Soudain, surgit de nulle part, une voix mâle, grasse.
« Je peux vous aider ma p’tite dame ? »
Sur le qui-vive, elle cherche la provenance de l’interpellation.
Tourne la tête en tout sens. Ses yeux se dérèglent, affolés. Les
voitures sont rangées sagement. Les façades des maisons aveugles jouent l’indifférence.

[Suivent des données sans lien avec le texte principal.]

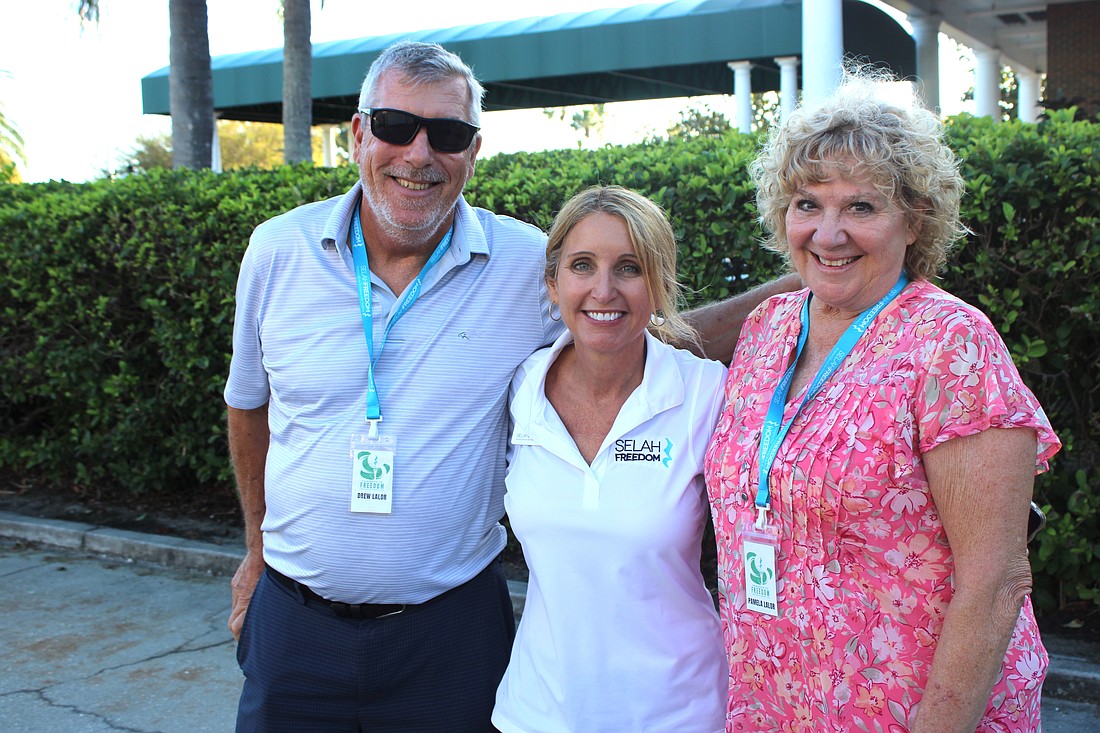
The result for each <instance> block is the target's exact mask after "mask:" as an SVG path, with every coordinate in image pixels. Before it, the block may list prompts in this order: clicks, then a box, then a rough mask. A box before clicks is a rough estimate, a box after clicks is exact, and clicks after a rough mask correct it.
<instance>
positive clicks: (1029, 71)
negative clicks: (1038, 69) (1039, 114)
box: [1016, 68, 1038, 122]
mask: <svg viewBox="0 0 1100 733" xmlns="http://www.w3.org/2000/svg"><path fill="white" fill-rule="evenodd" d="M1016 106H1018V107H1019V109H1020V121H1021V122H1035V121H1036V120H1038V74H1036V73H1035V72H1033V70H1031V69H1030V68H1023V69H1018V70H1016Z"/></svg>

Taptap Taptap Taptap Taptap
Les talons doublent la cadence.
« Un p’tit coin de parapluie ? »
Tatap Tap Tataptap Taptap
Les talons courent, trébuchant sur les pavés irréguliers. Elle a mal
aux chevilles. Son souffle irrégulier se bloque par instant. Ses
tempes sont animées de battements sourds. Elle fixe à l’extrémité
de la rue le boulevard qui s’ouvre. Eclairé. Peut-être y-a-t-il du
monde.
Tatap Taptatap Ta tap
Elle entend au loin un rire qui se perd.